Clube perdeu o mando de campo do jogo de volta da final da Libertadores depois que seus torcedores atacaram o ônibus do Boca Junior, em Buenos Aires

Por Da Redação - 1 dez 2018, 18h38

O River Plate divulgou comunicado neste sábado em que diz que vai brigar para mudar a escolha de Madri para receber a partida de volta da final da Copa Libertadores da América, contra o Boca Juniors. O jogo está marcado para o próximo dia 9 de dezembro no estádio Santiago Bernabeu.

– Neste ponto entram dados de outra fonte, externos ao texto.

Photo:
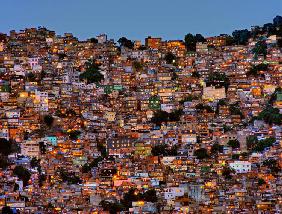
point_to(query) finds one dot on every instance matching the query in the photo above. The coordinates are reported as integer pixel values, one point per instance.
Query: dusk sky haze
(138, 19)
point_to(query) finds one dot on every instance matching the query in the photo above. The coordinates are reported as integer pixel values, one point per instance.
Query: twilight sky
(170, 19)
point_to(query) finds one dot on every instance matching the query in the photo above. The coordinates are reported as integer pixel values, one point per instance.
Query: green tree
(257, 69)
(270, 115)
(5, 147)
(92, 73)
(273, 165)
(22, 173)
(123, 41)
(260, 48)
(216, 148)
(4, 163)
(74, 134)
(48, 120)
(34, 162)
(261, 181)
(251, 141)
(170, 58)
(217, 79)
(164, 150)
(227, 172)
(241, 37)
(191, 40)
(263, 144)
(201, 153)
(7, 210)
(234, 144)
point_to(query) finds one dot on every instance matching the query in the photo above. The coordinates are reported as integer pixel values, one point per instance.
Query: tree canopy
(123, 41)
(92, 73)
(22, 173)
(191, 40)
(5, 147)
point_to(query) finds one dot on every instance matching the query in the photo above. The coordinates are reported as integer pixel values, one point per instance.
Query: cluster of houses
(170, 130)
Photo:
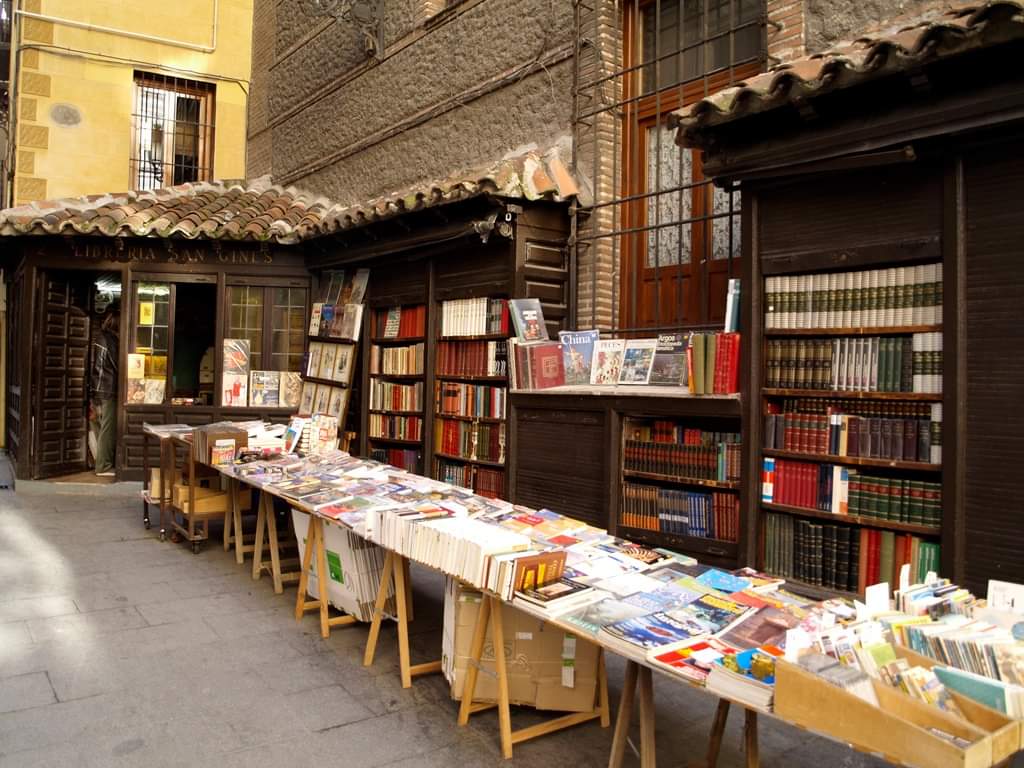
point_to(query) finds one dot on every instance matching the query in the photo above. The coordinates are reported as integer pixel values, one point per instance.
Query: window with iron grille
(658, 241)
(172, 131)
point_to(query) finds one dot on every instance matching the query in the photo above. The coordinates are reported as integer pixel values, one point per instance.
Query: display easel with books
(851, 414)
(471, 382)
(335, 327)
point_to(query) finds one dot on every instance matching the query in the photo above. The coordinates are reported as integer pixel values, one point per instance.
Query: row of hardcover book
(705, 461)
(472, 358)
(387, 395)
(401, 458)
(829, 487)
(472, 400)
(872, 298)
(481, 480)
(877, 364)
(910, 439)
(705, 515)
(395, 427)
(400, 323)
(403, 360)
(470, 439)
(474, 316)
(844, 557)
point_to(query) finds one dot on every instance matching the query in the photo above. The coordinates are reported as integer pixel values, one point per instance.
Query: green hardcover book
(711, 348)
(887, 552)
(882, 486)
(698, 344)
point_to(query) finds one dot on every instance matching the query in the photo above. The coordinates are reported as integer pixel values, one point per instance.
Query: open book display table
(992, 737)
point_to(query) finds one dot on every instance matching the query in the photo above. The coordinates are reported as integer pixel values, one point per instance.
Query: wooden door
(61, 376)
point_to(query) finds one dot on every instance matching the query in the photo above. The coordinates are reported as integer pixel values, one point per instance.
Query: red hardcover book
(547, 366)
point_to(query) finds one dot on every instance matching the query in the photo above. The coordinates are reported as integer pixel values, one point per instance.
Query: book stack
(701, 514)
(472, 358)
(402, 360)
(395, 427)
(879, 364)
(870, 298)
(386, 395)
(899, 499)
(473, 400)
(401, 458)
(713, 363)
(481, 316)
(470, 439)
(400, 323)
(900, 431)
(710, 456)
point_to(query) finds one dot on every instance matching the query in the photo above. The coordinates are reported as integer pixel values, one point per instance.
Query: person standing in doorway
(104, 391)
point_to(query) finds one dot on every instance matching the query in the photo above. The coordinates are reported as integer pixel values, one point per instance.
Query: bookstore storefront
(201, 331)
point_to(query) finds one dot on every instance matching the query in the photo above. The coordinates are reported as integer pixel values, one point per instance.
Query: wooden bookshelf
(852, 461)
(869, 522)
(479, 462)
(807, 283)
(681, 480)
(699, 546)
(854, 395)
(858, 331)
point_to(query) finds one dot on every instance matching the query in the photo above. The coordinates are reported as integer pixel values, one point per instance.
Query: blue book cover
(723, 582)
(578, 353)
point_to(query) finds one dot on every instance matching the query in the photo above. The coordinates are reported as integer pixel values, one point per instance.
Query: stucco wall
(456, 88)
(76, 87)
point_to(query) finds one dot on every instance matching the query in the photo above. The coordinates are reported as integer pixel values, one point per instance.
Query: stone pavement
(117, 649)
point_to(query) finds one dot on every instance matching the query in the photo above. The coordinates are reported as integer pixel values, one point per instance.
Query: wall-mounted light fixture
(367, 15)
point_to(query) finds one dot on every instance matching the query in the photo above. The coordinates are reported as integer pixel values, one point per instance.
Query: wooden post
(401, 594)
(647, 755)
(307, 561)
(271, 526)
(751, 738)
(258, 544)
(375, 626)
(473, 668)
(498, 640)
(323, 577)
(625, 715)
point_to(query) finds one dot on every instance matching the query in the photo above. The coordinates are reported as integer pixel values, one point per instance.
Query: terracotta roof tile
(940, 30)
(201, 210)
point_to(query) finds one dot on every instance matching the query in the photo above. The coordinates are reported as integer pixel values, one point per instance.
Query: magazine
(637, 360)
(578, 353)
(607, 360)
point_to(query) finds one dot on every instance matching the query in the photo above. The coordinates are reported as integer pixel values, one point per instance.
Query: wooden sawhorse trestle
(395, 572)
(636, 673)
(491, 615)
(314, 545)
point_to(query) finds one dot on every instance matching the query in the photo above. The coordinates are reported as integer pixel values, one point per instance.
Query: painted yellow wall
(55, 161)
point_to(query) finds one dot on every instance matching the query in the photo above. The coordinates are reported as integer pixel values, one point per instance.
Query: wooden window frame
(697, 305)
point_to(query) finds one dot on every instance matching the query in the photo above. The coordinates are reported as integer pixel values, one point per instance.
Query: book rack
(491, 616)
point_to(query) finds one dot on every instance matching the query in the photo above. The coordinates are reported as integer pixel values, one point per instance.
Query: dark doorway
(72, 306)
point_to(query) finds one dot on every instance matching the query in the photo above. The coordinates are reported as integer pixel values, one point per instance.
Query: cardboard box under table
(548, 668)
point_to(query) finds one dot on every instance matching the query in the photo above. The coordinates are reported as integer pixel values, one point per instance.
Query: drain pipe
(126, 33)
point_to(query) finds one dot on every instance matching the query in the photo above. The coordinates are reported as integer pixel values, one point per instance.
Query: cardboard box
(209, 501)
(548, 669)
(354, 565)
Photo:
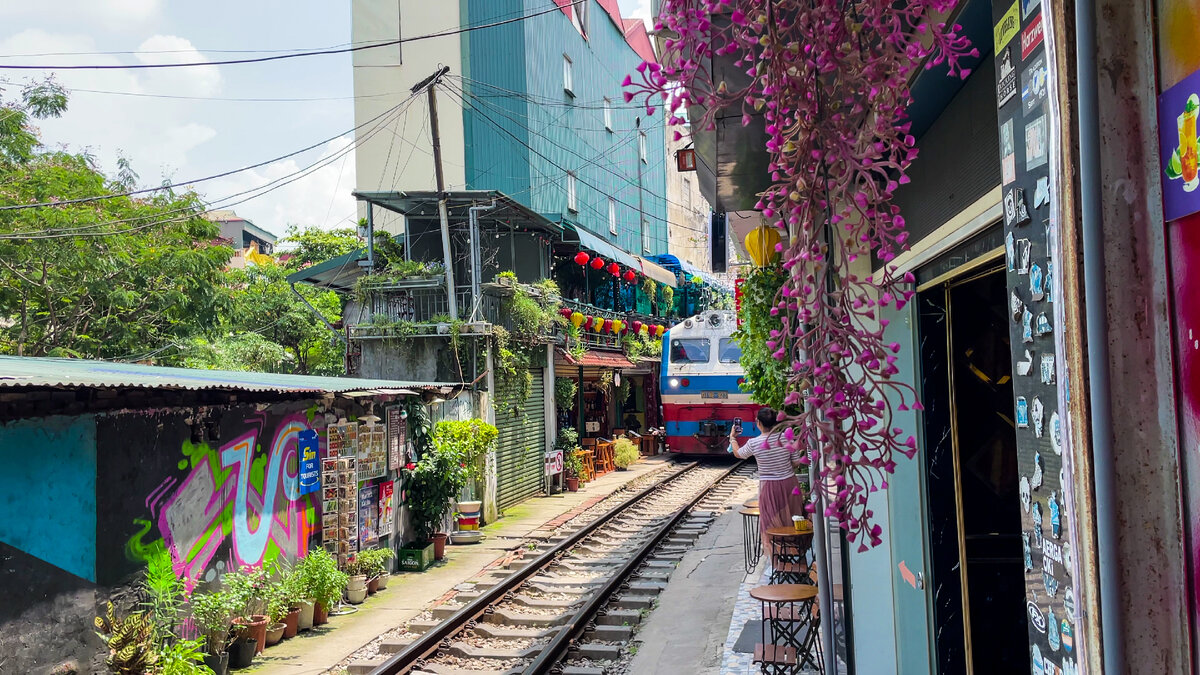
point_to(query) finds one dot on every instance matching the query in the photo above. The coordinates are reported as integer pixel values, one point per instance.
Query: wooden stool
(751, 539)
(789, 560)
(790, 628)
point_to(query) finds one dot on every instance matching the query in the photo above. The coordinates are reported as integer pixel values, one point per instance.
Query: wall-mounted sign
(1180, 148)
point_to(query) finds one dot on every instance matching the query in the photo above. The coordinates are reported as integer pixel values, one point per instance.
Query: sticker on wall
(1042, 326)
(1025, 366)
(1055, 515)
(1042, 192)
(1007, 153)
(1036, 143)
(1017, 211)
(1036, 414)
(1053, 631)
(1036, 513)
(1033, 84)
(1037, 619)
(1055, 432)
(1048, 369)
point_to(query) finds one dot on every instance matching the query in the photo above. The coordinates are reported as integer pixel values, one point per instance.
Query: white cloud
(322, 197)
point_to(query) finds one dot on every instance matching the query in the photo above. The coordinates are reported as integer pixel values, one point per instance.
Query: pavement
(687, 632)
(317, 651)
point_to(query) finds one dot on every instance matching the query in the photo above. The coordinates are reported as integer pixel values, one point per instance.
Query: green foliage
(766, 377)
(318, 579)
(130, 640)
(430, 484)
(214, 614)
(625, 453)
(565, 390)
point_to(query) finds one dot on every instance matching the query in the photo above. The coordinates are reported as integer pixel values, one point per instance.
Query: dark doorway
(973, 501)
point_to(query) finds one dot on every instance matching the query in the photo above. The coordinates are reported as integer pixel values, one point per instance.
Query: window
(690, 350)
(729, 351)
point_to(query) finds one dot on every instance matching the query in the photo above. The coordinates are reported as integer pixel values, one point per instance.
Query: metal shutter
(521, 447)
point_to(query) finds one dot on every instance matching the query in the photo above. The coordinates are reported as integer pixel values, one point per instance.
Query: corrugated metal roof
(42, 371)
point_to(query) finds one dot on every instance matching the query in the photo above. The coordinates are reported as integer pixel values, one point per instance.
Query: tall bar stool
(751, 539)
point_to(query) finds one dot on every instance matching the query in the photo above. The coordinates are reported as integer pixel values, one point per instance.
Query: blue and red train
(701, 386)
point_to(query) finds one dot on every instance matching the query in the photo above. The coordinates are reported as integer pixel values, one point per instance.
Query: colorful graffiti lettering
(233, 501)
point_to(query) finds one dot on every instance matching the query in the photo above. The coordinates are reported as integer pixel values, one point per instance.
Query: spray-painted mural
(228, 496)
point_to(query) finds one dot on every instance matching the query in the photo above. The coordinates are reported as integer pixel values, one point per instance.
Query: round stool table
(790, 628)
(789, 555)
(751, 541)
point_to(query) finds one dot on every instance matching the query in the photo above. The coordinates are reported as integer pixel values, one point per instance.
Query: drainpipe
(473, 217)
(1096, 324)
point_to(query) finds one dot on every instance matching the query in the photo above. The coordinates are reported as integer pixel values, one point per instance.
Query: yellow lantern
(761, 244)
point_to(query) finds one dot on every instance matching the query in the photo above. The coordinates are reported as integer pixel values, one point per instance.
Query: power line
(277, 57)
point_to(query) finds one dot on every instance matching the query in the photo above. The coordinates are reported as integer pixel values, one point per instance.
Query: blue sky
(203, 135)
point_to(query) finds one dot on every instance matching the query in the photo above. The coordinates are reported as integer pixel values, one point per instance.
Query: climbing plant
(832, 81)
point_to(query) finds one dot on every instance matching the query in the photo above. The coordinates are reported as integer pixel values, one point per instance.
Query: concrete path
(409, 593)
(687, 632)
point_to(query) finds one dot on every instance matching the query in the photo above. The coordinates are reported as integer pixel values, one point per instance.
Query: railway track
(575, 599)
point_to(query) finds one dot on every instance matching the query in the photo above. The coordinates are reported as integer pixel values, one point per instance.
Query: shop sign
(1180, 148)
(310, 461)
(1032, 36)
(1009, 24)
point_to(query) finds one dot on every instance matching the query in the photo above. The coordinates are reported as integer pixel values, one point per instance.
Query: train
(701, 386)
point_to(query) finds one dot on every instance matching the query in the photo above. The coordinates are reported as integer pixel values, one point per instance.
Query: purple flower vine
(832, 81)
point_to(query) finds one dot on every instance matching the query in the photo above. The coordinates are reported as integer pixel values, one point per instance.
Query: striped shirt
(771, 452)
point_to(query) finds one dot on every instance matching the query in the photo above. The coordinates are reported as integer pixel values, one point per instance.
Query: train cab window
(690, 350)
(729, 351)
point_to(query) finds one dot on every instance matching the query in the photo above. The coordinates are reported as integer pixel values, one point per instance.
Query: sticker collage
(1023, 81)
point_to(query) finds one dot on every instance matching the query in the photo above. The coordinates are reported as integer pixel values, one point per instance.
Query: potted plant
(357, 580)
(624, 454)
(213, 615)
(250, 587)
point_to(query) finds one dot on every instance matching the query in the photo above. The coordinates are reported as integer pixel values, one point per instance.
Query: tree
(117, 278)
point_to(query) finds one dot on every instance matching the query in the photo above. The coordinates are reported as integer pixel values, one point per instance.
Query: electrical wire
(277, 57)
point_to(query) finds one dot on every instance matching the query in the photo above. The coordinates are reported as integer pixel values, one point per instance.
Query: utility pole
(431, 83)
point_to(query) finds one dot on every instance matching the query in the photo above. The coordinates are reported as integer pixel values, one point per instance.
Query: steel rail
(437, 638)
(547, 661)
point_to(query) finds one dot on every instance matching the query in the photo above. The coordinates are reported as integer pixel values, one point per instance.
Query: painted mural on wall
(229, 495)
(1027, 148)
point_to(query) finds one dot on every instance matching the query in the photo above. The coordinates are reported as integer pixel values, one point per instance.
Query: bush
(625, 453)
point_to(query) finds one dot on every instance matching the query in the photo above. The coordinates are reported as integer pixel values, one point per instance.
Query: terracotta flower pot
(305, 621)
(255, 627)
(439, 544)
(292, 623)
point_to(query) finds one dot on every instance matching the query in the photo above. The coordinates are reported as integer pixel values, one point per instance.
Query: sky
(185, 124)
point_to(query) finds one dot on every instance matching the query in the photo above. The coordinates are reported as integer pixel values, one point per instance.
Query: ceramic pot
(305, 621)
(292, 623)
(439, 544)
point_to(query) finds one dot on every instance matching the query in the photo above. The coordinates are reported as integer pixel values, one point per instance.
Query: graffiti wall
(216, 489)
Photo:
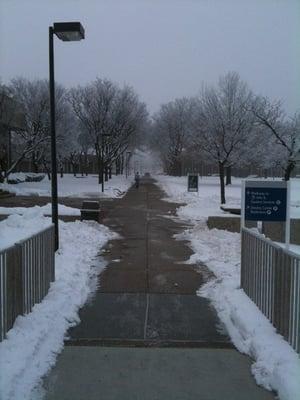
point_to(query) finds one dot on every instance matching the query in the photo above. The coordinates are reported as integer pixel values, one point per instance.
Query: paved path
(145, 334)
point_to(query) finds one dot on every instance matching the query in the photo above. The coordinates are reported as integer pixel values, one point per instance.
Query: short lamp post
(68, 32)
(128, 154)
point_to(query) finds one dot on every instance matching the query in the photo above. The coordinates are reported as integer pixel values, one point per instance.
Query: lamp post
(128, 154)
(66, 31)
(102, 158)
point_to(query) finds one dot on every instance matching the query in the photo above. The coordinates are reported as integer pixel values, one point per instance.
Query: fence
(26, 270)
(270, 276)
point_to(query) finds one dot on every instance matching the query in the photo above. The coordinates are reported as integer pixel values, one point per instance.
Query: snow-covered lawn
(46, 210)
(70, 186)
(36, 339)
(207, 201)
(276, 365)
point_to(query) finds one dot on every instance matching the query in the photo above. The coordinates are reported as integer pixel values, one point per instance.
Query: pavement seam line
(147, 266)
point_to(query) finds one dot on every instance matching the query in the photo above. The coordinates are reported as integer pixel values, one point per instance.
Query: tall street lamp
(102, 158)
(68, 32)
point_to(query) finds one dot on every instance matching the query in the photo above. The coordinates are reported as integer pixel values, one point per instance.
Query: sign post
(193, 182)
(267, 201)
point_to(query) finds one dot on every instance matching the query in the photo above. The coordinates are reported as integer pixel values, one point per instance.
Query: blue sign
(265, 203)
(193, 182)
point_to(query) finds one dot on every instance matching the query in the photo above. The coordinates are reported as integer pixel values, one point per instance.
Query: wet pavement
(145, 334)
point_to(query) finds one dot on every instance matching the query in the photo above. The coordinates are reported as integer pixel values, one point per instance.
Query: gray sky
(163, 48)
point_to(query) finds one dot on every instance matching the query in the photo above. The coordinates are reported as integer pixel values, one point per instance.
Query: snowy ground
(70, 186)
(36, 339)
(207, 201)
(276, 365)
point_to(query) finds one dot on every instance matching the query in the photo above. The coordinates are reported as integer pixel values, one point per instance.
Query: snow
(17, 227)
(32, 346)
(46, 210)
(70, 186)
(207, 201)
(276, 366)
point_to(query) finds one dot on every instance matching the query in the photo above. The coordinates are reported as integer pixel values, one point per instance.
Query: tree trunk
(122, 165)
(289, 170)
(100, 173)
(118, 166)
(222, 183)
(228, 175)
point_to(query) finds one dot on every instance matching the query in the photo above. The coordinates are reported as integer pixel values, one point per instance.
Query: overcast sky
(163, 48)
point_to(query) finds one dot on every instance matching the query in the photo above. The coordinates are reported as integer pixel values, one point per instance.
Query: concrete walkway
(145, 334)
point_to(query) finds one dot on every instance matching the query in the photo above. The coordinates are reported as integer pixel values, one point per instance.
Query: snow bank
(36, 339)
(46, 210)
(80, 186)
(207, 201)
(276, 365)
(17, 227)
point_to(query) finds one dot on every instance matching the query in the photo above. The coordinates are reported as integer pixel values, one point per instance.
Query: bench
(90, 211)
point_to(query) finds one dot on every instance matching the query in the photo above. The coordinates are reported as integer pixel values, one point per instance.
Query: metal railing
(26, 270)
(270, 276)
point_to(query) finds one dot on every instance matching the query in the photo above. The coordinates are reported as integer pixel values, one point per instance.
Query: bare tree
(110, 116)
(170, 132)
(271, 116)
(223, 127)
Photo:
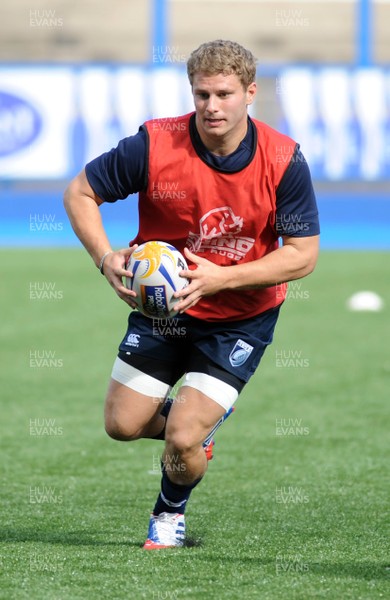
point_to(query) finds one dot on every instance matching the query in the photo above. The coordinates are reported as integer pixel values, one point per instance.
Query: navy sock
(166, 407)
(173, 497)
(161, 435)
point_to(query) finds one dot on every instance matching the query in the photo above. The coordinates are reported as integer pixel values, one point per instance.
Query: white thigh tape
(219, 391)
(139, 382)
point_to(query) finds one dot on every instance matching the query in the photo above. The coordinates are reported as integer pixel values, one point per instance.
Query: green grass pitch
(293, 505)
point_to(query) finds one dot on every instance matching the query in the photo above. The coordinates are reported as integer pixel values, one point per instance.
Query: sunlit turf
(294, 503)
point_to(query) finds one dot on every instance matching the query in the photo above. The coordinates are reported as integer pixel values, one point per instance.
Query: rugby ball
(156, 266)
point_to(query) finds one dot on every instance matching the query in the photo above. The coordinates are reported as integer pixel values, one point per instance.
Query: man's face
(221, 110)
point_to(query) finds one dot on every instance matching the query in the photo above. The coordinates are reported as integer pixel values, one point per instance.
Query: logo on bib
(240, 353)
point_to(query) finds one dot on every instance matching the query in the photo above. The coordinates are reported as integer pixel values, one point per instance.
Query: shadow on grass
(73, 538)
(76, 538)
(365, 570)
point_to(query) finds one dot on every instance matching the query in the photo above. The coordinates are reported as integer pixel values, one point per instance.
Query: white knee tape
(139, 382)
(219, 391)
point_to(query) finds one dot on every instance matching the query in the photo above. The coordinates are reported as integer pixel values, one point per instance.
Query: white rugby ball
(156, 266)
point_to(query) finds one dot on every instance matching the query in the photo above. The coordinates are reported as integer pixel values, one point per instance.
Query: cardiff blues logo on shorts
(240, 353)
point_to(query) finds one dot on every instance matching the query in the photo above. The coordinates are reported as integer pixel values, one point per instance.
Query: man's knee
(183, 441)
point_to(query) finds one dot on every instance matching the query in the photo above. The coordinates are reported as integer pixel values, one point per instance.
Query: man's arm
(82, 206)
(295, 259)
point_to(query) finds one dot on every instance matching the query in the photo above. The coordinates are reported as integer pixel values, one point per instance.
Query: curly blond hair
(223, 56)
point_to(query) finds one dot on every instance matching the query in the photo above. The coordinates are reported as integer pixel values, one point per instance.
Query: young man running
(242, 186)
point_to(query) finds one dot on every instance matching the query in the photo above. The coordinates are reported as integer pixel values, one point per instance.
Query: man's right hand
(114, 270)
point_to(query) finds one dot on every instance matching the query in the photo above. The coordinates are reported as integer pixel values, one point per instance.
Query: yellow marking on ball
(153, 252)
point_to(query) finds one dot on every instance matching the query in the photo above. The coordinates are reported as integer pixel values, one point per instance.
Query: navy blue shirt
(123, 171)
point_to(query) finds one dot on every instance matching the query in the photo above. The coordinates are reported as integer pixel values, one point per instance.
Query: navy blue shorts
(168, 348)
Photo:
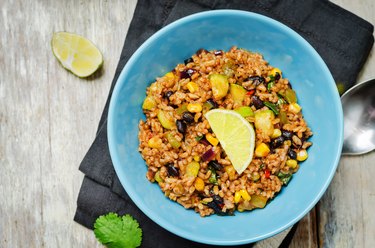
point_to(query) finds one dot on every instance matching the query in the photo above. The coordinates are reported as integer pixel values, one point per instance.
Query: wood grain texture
(48, 119)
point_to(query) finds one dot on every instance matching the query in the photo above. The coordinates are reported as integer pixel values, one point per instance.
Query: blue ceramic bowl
(283, 48)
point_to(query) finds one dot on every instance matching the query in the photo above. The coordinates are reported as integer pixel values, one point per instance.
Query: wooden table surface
(48, 119)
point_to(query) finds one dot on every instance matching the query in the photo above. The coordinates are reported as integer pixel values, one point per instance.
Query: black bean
(292, 154)
(277, 142)
(168, 94)
(216, 208)
(287, 134)
(201, 51)
(183, 74)
(212, 103)
(188, 117)
(257, 80)
(277, 76)
(172, 171)
(218, 52)
(190, 72)
(181, 126)
(187, 61)
(257, 102)
(214, 164)
(187, 73)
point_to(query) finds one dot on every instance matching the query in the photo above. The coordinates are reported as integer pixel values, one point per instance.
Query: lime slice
(76, 53)
(236, 136)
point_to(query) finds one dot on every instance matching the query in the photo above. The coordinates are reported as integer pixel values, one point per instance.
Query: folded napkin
(343, 40)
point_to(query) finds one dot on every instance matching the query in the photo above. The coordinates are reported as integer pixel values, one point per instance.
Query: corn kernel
(276, 133)
(192, 87)
(169, 75)
(210, 138)
(192, 169)
(274, 71)
(194, 107)
(302, 155)
(288, 142)
(199, 184)
(262, 150)
(237, 197)
(255, 176)
(291, 163)
(245, 195)
(154, 142)
(158, 178)
(229, 169)
(294, 108)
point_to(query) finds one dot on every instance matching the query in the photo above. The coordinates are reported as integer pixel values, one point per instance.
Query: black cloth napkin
(343, 40)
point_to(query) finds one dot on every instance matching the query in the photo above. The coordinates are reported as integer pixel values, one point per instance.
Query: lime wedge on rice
(236, 136)
(76, 53)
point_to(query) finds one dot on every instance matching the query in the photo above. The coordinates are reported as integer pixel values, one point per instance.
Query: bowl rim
(111, 132)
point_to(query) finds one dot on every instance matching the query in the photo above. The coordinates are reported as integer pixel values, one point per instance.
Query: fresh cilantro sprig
(114, 231)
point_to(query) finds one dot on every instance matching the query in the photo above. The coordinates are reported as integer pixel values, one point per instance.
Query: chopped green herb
(273, 107)
(284, 177)
(280, 102)
(213, 178)
(114, 231)
(270, 85)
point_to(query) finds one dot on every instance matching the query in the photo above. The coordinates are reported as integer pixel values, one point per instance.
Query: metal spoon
(359, 118)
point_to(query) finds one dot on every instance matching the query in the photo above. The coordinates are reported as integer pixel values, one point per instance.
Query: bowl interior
(282, 48)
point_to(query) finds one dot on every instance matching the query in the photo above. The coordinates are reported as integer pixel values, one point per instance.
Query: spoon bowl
(358, 104)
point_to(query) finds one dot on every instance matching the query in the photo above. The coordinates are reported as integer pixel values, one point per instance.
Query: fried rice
(175, 138)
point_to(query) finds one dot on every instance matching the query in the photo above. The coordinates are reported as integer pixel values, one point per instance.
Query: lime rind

A decisão de transferir a partida de Buenos Aires foi tomada pela Conmebol, a entidade que comanda o futebol na América do Sul, depois do atentado praticado por torcedores do River contra jogadores do Boca no último dia 24. Na ocasião, torcedores atacaram e apedrejaram o ônibus que levava os jogadores do Boca para o Estádio Monumental de Nuñez, do River, onde seria disputado o jogo de volta da decisão. Alguns atletas ficaram feridos, incluindo o capital do Boca, Pablo Pérez. O episódio levou ao adiamento da partida.

“O clube entende que a decisão desnaturaliza a competição, prejudica quem adquiriu ingressos e afeta a igualdade de condições, a partir da perda da condição de mandante [do jogo]”, diz o texto divulgado pelo River Plate.

O jogo de ida, disputado no dia 10 de novembro, no estádio La Bombonera, do Boca, terminou empatado em 2 a 2.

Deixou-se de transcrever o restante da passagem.